The War on Terror is worldwide. It is war on everybody, and even those in the “homeland” can’t be exempted from “inconvenience” — i.e. loss of civil rights. Deprivation of civil liberties is an inevitable (and intended) part of a country at war. The bogus “war on terror’ is no exception. You can’t have one without the other.
An excellent analysis of this condition is Randolph Bourne’s “War is the Health of the State” which is as valid now as when it was written in 1918. excerpts:
So the ‘War On Terror’ is the problem.
Ms. Pease recounts the interview with Sen. Ron Wyden in which a lawyer, presumably someone from NSA, stands off camera proctoring his responses. Ray McGovern deftly disposes of the false equivalency in the President’s speech conflating “civil rights” with “safety”. Professor Pillar frames the discussion in terms of a pendulum’s moment between public outrage and demand for more aggressive measures, noting that the term “data mining” is an unfortunate choice of terminology which conjures suspicion. Suffice to say that the subsequent meta-analysis, whether performed on mined, hoovered, netted or fracked data, would be useless unless the communications it analyzes have been recorded in their entirety. That’s right, they can decide what’s interesting, then return to listen or read the recorded specific contents. But, we are expected to have sympathy for those poor, poor telecom companies who now face public relations recriminations because they were “doing their patriotic duty”.

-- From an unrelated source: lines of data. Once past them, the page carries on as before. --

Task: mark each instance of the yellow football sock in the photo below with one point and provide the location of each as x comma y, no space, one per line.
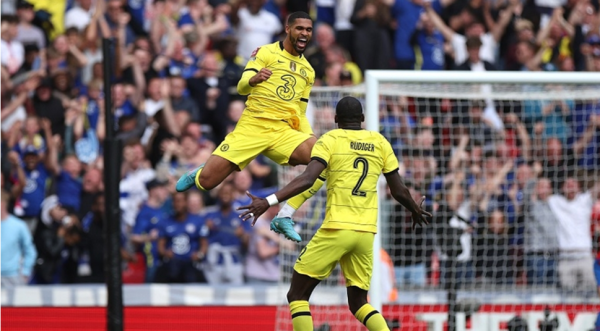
371,318
301,318
197,181
297,201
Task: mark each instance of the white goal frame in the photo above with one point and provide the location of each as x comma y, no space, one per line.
373,79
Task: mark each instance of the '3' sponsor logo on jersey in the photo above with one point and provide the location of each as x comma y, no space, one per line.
286,91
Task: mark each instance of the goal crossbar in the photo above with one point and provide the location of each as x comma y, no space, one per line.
373,79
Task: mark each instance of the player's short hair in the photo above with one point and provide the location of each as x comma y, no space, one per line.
349,109
296,15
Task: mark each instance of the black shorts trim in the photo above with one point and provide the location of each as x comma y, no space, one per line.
391,172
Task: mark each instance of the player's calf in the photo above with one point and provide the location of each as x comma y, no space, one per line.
363,311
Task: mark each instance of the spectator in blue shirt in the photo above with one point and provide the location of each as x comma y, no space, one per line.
18,251
179,244
68,176
228,237
430,43
147,224
407,14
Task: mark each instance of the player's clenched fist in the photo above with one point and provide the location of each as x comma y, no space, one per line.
260,77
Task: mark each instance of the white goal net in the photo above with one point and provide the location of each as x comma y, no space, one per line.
509,172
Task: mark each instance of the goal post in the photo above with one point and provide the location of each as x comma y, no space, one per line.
425,115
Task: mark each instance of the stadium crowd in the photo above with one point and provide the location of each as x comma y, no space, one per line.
511,184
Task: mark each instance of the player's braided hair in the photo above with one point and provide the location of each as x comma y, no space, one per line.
296,15
349,110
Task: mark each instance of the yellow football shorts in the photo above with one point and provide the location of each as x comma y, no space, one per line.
252,136
352,249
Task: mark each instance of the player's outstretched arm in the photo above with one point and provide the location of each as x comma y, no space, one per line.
252,77
295,187
401,194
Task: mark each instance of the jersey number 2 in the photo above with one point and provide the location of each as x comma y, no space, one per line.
356,190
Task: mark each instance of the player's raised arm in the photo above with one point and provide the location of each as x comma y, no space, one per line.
401,194
256,72
295,187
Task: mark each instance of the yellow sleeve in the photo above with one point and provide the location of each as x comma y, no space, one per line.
390,162
305,125
322,149
258,60
354,72
306,95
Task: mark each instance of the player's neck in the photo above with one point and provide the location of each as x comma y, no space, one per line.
350,126
287,45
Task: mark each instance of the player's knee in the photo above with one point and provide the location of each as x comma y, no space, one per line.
206,181
294,295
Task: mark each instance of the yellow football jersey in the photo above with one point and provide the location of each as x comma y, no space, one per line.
285,94
354,159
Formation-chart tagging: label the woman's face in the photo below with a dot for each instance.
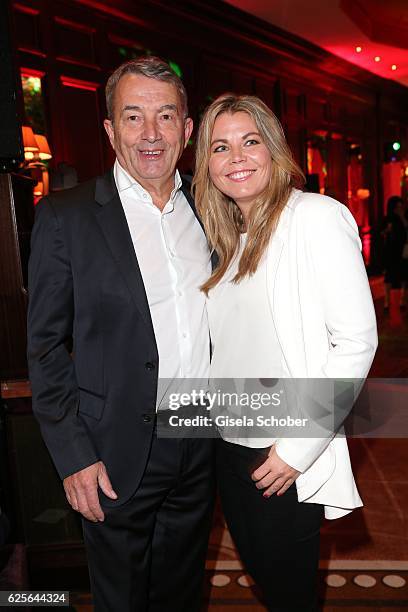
(240, 163)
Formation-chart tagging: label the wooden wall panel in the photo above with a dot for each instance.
(27, 28)
(82, 143)
(74, 41)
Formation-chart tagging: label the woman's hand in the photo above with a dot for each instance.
(274, 475)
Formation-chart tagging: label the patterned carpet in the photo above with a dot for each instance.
(364, 556)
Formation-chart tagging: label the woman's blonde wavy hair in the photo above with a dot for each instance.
(222, 219)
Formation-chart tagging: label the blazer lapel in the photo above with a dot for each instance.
(112, 221)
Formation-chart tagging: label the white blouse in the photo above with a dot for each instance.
(246, 352)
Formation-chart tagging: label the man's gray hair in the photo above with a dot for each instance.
(151, 67)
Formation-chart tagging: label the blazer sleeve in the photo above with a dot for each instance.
(50, 328)
(334, 248)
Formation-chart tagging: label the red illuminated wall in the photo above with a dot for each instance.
(77, 43)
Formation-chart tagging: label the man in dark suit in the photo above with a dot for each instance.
(115, 268)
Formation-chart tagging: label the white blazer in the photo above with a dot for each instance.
(324, 316)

I think most Americans would agree that recording private communications should be illegal in the first place absent the appropriate specific search warrants. Thankfully, Mr. Ellsberg realistically points out that these surveillance powers, once obtained, are rarely relinquished. They represent “dangerous, unconstitutional activity”, to borrow his words.

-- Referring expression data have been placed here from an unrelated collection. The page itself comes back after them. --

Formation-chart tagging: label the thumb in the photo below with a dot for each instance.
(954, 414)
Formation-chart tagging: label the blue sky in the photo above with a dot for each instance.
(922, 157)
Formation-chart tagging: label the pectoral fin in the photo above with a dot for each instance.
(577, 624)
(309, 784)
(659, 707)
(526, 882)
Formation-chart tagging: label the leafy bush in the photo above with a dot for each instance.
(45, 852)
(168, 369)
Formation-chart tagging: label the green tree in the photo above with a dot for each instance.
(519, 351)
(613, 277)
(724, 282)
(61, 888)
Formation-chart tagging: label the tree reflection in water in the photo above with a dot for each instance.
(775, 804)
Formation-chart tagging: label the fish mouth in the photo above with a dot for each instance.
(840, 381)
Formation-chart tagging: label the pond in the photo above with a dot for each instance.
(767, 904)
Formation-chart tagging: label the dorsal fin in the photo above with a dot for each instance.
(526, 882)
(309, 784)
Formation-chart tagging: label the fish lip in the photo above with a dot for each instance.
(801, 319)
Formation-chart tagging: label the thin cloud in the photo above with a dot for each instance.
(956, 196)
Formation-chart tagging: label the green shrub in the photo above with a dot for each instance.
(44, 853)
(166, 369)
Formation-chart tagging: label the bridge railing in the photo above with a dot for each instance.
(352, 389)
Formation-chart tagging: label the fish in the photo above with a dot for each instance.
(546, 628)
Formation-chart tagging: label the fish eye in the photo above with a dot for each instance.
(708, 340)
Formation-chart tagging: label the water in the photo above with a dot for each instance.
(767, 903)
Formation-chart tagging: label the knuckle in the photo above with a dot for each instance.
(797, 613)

Those who would subscribe to the opinions of some of the disinformation specialists out there would be wise to note that the release of this story was not accomplished by “perfidious Albion” in an attempt to broker an “Anglo-Franco-Neocolonialist” coup. The viciousness with which these leaks have been pursued is not the response of an administration embroiled in a “Seven Days in May” scenario. These policies have been in effect for years, and they are not new. Whistle-blowers have been vigorously pursued because there is more to hide. The interview with Sen. Wyden should have people asking, “Just who the hell is running the show?” Anything less invites a pessimistic answer to Mr. Ellsberg’s question. Is there no return, or is there a way out of the abyss? Maybe it’s time to dust off my old Hallicrafters short wave, and dispense with the internet. At least when you listen to Voice of Russia or China Radio International, there’s no mistaking it’s propaganda. That’s no longer so in America.
J. Edgar HOOVERED, more like.
Why don’t we all just admit it? We’re in Imperial Collapse and will never again be secure. Maybe some day, someone smart will sweep the Neocon detritus off the edge and begin anew. I will be about a Century in my grave.